How do we work with medical teams to provide optimal treatment for clients in the acute medical environment?
© Stokes and Bruce; licensee BioMed Central Ltd. 2014
Published: 24 November 2014
Historically, there have always been medically unwell clients with eating disorders whose pathway of care involves presentations and admissions to emergency departments, intensive care units and/or medical/surgical units. At the Royal Melbourne Hospital there has been a noted increase in not only the number of clients requiring admissions to medial units, but also in the severity in medical acuity of these clients.
Lack of clinical expertise in the acute health sector can result in delayed or sub optimal treatment, increased length of stay and poorer client outcomes.

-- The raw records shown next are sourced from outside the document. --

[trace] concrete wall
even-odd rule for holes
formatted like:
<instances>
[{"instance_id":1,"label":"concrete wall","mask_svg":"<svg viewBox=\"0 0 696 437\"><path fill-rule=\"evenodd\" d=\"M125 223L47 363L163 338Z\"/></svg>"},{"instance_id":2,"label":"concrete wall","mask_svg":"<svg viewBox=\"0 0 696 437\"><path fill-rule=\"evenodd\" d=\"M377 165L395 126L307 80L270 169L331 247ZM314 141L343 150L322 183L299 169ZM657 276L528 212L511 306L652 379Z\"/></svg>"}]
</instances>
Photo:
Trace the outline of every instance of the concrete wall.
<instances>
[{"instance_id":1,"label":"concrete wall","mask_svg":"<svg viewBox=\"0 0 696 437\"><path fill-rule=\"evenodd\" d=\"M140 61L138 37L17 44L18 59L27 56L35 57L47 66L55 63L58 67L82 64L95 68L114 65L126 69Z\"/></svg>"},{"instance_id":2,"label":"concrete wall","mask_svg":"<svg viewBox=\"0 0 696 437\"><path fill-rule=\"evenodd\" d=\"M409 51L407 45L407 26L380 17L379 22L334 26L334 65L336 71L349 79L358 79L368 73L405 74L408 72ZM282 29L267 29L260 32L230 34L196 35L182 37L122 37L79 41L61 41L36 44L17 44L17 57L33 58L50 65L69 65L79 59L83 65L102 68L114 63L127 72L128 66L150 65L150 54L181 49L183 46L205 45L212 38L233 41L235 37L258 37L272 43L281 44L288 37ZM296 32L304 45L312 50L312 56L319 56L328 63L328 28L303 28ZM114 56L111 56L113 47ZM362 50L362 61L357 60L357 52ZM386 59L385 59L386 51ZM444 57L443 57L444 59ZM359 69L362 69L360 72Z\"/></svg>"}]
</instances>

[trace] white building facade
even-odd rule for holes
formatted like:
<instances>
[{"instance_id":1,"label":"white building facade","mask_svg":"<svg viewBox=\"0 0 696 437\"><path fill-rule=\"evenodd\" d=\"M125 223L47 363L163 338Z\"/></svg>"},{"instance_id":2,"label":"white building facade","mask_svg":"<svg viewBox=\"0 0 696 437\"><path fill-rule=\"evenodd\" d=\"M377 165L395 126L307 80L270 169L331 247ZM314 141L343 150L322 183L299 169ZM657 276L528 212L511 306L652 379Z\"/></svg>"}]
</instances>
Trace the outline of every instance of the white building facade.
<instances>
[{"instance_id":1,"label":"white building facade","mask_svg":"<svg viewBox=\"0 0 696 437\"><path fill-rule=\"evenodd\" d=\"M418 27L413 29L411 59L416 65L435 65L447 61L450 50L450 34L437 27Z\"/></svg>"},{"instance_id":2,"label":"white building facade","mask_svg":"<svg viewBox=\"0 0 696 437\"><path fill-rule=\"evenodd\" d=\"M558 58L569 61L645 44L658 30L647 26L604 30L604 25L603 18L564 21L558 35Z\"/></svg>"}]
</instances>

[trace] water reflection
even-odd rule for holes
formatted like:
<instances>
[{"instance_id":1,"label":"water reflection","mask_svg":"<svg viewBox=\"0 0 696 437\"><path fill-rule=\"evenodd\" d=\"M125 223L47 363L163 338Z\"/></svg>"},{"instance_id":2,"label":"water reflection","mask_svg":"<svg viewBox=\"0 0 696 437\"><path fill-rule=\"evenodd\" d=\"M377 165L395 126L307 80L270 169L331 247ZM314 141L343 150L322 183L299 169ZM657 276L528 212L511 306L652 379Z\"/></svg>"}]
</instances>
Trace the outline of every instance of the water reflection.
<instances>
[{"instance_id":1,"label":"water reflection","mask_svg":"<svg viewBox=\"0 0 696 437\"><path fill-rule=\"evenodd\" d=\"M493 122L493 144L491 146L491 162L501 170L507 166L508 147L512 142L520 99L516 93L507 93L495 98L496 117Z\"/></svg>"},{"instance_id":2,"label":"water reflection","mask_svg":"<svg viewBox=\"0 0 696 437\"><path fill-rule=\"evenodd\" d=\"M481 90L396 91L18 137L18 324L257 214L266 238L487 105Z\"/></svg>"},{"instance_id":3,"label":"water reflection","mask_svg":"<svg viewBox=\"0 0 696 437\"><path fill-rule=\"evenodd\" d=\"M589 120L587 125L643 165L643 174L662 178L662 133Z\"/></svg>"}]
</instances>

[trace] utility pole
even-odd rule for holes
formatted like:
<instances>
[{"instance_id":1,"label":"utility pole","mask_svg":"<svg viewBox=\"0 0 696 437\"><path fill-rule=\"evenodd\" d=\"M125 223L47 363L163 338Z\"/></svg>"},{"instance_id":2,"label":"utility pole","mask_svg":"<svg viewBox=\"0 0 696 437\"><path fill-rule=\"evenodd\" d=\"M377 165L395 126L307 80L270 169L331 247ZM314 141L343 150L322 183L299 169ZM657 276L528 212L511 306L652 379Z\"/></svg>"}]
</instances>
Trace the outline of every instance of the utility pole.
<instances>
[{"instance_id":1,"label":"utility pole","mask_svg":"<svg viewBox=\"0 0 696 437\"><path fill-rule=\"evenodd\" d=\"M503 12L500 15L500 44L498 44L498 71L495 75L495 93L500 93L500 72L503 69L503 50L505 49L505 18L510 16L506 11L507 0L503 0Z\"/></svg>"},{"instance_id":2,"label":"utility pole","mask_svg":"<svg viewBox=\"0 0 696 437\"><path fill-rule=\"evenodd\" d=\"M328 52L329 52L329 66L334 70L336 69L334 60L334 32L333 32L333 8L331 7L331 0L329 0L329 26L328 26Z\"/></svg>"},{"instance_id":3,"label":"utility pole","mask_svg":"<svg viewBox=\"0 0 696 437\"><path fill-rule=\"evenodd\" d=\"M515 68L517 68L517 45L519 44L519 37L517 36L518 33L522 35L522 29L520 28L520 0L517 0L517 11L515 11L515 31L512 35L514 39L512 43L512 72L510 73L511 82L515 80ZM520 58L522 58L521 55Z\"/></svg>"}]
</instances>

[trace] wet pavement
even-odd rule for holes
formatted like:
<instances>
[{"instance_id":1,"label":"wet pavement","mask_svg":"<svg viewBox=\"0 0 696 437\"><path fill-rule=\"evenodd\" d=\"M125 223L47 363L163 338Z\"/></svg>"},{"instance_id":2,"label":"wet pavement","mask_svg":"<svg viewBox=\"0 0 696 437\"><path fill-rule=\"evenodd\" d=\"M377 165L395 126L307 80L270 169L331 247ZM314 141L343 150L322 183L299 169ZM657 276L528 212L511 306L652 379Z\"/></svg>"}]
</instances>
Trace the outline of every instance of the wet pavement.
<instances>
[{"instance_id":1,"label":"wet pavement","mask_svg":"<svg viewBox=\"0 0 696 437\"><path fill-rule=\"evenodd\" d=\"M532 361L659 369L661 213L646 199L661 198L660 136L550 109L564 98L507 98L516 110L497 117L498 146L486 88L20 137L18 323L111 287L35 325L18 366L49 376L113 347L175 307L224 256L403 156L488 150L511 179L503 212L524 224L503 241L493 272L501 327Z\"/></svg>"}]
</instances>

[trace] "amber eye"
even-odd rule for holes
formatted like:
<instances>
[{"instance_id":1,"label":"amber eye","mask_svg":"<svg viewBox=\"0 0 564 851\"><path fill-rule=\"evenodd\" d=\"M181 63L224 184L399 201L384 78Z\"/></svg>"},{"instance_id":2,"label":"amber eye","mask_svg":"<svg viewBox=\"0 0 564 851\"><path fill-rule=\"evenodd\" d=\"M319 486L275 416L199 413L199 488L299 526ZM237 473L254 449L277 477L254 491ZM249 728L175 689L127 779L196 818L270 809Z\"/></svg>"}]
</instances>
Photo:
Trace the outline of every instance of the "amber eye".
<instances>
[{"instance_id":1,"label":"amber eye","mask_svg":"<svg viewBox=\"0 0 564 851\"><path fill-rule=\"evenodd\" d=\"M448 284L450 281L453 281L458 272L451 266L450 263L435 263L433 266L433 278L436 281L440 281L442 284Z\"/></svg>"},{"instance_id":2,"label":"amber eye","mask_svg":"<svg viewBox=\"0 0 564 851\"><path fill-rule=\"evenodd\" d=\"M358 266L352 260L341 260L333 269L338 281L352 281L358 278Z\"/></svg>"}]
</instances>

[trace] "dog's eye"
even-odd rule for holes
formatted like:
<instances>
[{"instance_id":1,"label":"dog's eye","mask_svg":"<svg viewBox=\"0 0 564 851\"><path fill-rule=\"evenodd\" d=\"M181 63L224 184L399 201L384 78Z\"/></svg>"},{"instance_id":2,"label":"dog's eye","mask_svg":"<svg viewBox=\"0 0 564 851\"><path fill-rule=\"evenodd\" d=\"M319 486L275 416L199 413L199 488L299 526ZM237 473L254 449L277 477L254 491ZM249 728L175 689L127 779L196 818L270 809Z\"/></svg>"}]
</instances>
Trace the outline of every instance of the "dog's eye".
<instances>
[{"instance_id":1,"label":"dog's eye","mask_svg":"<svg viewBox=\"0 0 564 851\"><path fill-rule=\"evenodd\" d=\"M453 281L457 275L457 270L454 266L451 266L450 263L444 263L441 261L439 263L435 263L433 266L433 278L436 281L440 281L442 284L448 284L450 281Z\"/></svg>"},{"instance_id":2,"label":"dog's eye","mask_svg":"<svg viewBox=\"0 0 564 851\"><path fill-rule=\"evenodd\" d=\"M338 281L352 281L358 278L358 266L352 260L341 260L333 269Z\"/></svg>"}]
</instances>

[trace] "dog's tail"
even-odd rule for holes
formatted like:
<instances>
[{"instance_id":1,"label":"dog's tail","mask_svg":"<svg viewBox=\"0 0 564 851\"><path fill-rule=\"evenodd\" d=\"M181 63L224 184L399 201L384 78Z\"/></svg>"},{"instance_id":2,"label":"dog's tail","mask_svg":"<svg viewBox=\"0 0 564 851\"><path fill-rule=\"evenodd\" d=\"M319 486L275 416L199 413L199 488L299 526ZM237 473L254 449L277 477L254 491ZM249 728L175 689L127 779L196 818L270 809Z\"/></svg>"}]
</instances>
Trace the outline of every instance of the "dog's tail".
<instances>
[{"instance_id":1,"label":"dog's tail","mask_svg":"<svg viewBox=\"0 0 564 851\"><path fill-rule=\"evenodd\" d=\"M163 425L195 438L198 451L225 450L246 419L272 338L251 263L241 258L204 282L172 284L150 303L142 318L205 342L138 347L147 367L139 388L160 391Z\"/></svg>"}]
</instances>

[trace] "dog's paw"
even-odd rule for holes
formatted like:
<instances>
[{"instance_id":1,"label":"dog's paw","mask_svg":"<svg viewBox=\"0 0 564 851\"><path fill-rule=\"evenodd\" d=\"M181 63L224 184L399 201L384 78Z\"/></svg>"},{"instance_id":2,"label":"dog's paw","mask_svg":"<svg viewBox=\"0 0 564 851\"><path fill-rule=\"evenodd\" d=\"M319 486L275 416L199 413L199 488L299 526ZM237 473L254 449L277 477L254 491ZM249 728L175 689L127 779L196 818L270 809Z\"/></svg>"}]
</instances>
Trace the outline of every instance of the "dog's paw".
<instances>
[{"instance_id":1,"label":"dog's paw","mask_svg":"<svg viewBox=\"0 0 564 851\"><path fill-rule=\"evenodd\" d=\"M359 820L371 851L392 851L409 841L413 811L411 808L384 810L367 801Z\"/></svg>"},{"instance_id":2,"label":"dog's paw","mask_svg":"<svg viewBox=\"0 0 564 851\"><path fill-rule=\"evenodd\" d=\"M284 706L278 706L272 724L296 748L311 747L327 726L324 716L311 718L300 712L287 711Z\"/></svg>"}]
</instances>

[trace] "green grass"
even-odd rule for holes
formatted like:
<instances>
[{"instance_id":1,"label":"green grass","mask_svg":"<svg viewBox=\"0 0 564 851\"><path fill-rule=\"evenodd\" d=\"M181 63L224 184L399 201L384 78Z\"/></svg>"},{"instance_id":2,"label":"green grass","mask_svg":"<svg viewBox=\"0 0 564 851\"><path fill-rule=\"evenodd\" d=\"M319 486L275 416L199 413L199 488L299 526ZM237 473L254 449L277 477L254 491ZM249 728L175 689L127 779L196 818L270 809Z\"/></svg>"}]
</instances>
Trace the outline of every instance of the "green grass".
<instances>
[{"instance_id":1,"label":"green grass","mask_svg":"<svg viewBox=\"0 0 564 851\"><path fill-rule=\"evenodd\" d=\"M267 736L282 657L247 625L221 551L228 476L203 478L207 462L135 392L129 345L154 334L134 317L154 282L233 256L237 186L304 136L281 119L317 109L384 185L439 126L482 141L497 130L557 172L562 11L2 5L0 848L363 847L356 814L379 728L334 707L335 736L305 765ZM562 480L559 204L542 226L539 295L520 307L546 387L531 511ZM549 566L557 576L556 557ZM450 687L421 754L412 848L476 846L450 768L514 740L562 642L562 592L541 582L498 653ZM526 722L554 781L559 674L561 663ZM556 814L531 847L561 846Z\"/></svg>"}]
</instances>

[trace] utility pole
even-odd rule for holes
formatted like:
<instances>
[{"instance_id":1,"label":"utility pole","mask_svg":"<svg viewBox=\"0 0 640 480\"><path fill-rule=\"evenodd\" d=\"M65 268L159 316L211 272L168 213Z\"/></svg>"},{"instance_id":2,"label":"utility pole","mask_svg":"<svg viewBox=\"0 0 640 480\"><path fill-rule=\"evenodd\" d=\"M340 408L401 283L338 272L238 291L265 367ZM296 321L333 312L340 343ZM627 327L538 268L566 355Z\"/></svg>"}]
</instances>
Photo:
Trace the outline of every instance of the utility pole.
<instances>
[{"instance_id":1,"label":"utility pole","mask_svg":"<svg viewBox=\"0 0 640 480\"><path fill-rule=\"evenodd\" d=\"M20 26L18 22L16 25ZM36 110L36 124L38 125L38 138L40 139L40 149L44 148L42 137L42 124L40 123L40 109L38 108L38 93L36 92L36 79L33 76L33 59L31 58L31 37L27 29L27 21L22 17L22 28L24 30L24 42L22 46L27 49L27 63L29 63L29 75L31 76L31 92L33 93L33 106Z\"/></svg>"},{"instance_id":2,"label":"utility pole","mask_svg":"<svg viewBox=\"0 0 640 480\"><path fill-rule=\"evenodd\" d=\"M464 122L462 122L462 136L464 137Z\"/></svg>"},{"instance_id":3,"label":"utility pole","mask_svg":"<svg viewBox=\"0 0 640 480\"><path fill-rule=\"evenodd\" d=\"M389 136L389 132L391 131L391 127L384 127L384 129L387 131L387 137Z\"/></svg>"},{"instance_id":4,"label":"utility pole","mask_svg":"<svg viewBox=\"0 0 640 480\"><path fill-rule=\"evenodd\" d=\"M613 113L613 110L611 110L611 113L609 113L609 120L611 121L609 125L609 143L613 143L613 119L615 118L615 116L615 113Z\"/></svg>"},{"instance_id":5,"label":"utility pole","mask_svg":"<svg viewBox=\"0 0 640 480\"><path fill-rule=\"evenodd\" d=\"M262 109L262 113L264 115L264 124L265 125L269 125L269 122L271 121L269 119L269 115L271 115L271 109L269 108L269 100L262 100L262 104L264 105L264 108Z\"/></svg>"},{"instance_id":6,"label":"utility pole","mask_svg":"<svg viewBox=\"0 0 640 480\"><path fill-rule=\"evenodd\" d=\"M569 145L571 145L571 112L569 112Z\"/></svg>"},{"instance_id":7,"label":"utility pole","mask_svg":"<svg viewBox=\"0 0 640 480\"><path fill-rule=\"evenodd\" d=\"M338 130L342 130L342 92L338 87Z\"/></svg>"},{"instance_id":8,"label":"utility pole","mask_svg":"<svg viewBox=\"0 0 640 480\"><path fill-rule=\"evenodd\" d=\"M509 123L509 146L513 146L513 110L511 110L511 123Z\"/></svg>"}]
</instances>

This paper will outline a new initiative proposed at the Royal Melbourne Hospital involving the collaboration of Consultation Liaison Psychiatry, Specialist Services Eating Disorders Program and an Acute Medical Unit. The aim of this project is to support staff in the acute health sector, particularly nurses, in their understanding of the psychopathology of eating disorders, to improve clinical skills and provide timely and appropriate interventions to clients and their families.
The core of this project is the development of an E-learning package, specific to the detection, assessment management and ongoing care of clients with eating disorders in the acute health sector.
This abstract was presented in the Service Initiatives stream of the 2014 ANZAED Conference.